Court won’t hear appeal over anti-whaling case

WASHINGTON (AP) — The U.S. Supreme Court won’t hear an appeal from a radical environmentalist group found in contempt of court for disrupting Japanese whale hunters off the waters of Antarctica.

The justices on Monday let stand a lower court ruling that said the Sea Shepherd Conservation Society and founder Paul Watson violated a court order to stop their dangerous protests.

The 9th U.S. Circuit Court of Appeals ruled last year that the transfer of assets and control of Sea Shepherd to Australia and other countries didn’t change its 2012 order to the group to cease its dangerous activities. It said the group’s U.S. affiliate could be found liable for aiding and abetting the organization’s foreign offices to violate the court’s injunction.

The Japanese whalers are demanding $2 million in damages and attorney fees.
 

Justices reject NRA appeal over San Francisco gun laws

WASHINGTON (AP) — The Supreme Court has turned down another National Rifle Association-led appeal aimed at loosening gun restrictions and instead left in place two San Francisco gun laws.
The court on Monday let stand court rulings in favor of a city measure that requires handgun owners to secure weapons in their homes by storing them in a locker, keeping them on their bodies or applying trigger locks. A second ordinance bans the sale of ammunition that expands on impact, has “no sporting purpose” and is commonly referred to as hollow-point bullets.
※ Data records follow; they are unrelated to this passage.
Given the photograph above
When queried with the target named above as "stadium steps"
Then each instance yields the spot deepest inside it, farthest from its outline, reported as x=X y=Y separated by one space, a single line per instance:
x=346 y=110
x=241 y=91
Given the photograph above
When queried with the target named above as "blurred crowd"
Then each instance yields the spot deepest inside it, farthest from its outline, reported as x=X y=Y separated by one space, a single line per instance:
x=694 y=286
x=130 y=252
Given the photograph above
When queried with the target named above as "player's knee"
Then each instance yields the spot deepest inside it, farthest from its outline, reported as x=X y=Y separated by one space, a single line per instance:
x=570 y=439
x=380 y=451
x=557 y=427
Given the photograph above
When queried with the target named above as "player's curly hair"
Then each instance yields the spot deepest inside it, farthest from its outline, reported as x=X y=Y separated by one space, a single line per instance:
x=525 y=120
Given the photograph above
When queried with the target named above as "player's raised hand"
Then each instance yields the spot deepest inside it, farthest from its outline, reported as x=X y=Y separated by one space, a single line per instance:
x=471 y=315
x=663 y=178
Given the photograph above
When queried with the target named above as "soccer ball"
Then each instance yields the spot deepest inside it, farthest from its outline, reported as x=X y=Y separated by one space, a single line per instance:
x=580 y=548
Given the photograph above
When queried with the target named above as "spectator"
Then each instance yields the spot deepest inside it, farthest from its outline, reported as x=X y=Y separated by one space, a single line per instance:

Justices Antonin Scalia and Clarence Thomas said they would have heard the appeal from the NRA and San Francisco gun owners.

Gun rights supporters have been frustrated by the court’s unwillingness to expand on a seminal gun rights ruling from 2008.

 

Court won’t hear Maine appeal over Medicaid cuts

WASHINGTON (AP) — The Supreme Court won’t hear an appeal from Maine officials who want to remove thousands of low-income young people from the state’s Medicaid rolls.
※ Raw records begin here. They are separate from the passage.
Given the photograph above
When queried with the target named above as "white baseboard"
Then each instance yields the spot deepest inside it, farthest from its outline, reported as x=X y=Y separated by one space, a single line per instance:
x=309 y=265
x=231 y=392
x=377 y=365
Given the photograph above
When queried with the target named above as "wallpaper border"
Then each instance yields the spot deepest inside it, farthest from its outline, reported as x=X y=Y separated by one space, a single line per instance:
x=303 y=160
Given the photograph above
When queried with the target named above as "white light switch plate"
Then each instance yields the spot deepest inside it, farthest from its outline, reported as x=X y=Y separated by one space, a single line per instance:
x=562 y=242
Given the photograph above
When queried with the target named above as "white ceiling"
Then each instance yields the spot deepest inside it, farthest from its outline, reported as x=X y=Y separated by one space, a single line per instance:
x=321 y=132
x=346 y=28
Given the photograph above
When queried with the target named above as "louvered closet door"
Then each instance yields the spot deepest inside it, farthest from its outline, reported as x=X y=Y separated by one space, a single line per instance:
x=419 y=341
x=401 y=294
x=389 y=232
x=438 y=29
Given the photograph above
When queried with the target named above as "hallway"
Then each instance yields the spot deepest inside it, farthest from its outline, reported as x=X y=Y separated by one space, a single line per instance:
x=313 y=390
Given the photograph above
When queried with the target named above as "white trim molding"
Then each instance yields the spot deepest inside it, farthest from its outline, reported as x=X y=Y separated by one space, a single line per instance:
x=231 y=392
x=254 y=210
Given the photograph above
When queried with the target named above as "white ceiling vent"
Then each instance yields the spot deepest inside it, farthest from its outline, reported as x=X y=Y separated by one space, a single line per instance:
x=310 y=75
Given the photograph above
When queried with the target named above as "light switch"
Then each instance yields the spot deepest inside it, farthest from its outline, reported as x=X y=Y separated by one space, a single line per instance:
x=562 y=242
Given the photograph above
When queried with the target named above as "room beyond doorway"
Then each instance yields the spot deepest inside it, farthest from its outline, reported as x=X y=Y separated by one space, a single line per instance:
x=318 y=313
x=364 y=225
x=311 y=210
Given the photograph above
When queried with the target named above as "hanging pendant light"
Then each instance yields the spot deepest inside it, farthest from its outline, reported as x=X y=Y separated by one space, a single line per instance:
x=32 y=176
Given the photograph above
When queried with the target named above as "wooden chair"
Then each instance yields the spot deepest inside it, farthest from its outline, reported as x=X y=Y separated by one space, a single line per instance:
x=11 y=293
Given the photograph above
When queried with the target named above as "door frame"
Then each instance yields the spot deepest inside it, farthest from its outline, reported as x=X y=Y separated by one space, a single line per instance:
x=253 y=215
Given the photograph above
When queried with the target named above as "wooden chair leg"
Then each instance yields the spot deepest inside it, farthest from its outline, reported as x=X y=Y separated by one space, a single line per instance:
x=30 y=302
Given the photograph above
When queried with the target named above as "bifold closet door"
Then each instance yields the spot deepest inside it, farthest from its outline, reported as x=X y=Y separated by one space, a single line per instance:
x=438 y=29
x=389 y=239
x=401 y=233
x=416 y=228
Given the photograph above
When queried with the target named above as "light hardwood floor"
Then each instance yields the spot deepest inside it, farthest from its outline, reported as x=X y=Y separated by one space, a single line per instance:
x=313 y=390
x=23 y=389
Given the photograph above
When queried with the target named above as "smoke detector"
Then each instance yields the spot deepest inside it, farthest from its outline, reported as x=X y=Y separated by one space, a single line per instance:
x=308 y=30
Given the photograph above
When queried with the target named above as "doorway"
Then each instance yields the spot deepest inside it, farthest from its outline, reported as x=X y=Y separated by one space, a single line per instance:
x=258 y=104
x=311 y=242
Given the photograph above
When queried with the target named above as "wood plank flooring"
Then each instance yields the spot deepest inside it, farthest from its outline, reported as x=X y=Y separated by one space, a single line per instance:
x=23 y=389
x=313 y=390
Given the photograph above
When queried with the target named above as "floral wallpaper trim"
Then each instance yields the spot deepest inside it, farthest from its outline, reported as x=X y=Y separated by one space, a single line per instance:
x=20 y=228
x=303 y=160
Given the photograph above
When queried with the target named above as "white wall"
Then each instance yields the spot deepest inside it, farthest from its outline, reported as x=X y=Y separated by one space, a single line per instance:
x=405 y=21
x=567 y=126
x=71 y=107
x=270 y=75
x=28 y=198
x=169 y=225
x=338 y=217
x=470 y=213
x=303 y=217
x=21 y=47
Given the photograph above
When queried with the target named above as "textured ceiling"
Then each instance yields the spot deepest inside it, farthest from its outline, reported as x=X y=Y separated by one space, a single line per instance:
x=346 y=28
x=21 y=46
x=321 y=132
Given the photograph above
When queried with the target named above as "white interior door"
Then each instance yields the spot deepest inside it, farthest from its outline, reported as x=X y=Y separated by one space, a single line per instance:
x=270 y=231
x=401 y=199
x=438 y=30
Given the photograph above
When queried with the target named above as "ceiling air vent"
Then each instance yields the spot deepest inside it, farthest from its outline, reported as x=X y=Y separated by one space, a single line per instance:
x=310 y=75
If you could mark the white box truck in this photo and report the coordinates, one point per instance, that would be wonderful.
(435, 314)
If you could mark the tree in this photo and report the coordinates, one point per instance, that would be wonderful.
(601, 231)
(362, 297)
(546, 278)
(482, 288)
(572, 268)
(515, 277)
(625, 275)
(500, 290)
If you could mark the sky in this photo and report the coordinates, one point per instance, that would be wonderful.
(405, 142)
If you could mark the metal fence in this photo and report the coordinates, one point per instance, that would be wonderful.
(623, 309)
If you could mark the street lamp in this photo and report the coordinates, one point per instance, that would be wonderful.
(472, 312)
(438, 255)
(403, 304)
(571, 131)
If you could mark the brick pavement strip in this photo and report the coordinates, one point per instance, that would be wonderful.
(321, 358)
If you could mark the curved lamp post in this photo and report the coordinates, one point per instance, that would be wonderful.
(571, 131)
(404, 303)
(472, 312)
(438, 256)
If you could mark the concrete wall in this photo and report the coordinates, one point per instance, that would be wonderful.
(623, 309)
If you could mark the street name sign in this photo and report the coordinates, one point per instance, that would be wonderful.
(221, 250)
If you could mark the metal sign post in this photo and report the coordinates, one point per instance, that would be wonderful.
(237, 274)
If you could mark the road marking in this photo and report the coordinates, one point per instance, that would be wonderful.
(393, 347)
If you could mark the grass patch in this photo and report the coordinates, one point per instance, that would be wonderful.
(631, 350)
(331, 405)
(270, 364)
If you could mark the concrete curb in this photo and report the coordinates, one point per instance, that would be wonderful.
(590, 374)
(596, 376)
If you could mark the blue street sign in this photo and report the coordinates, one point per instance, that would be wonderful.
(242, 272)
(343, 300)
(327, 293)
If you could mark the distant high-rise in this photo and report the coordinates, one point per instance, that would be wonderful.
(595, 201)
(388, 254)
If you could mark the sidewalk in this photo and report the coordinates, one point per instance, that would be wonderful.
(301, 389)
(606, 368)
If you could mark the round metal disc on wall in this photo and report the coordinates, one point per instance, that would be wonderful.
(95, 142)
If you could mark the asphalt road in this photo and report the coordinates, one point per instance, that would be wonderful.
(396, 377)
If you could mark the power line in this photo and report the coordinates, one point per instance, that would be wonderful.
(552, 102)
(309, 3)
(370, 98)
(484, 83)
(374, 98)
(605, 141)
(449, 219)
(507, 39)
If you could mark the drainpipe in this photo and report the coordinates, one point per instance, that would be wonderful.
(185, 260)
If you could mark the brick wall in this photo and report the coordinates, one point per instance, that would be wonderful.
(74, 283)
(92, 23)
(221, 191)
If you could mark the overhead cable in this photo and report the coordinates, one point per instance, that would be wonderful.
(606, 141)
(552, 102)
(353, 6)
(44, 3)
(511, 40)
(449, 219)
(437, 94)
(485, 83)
The justices on Monday left in place a lower court ruling that said the Obama administration could reject the state’s plan to eliminate Medicaid coverage for about 6,000 19- and 20-year-olds.

The 1st U.S. Circuit Court of Appeals agreed with federal officials that rolling back coverage for that age group was illegal because President Barack Obama’s health care law requires states to keep coverage levels for children until 2019. Maine has covered that population for more than two decades.

Maine officials argued that the cuts should be allowed because the Supreme Court has ruled previously that states can’t be forced to expand their Medicaid programs.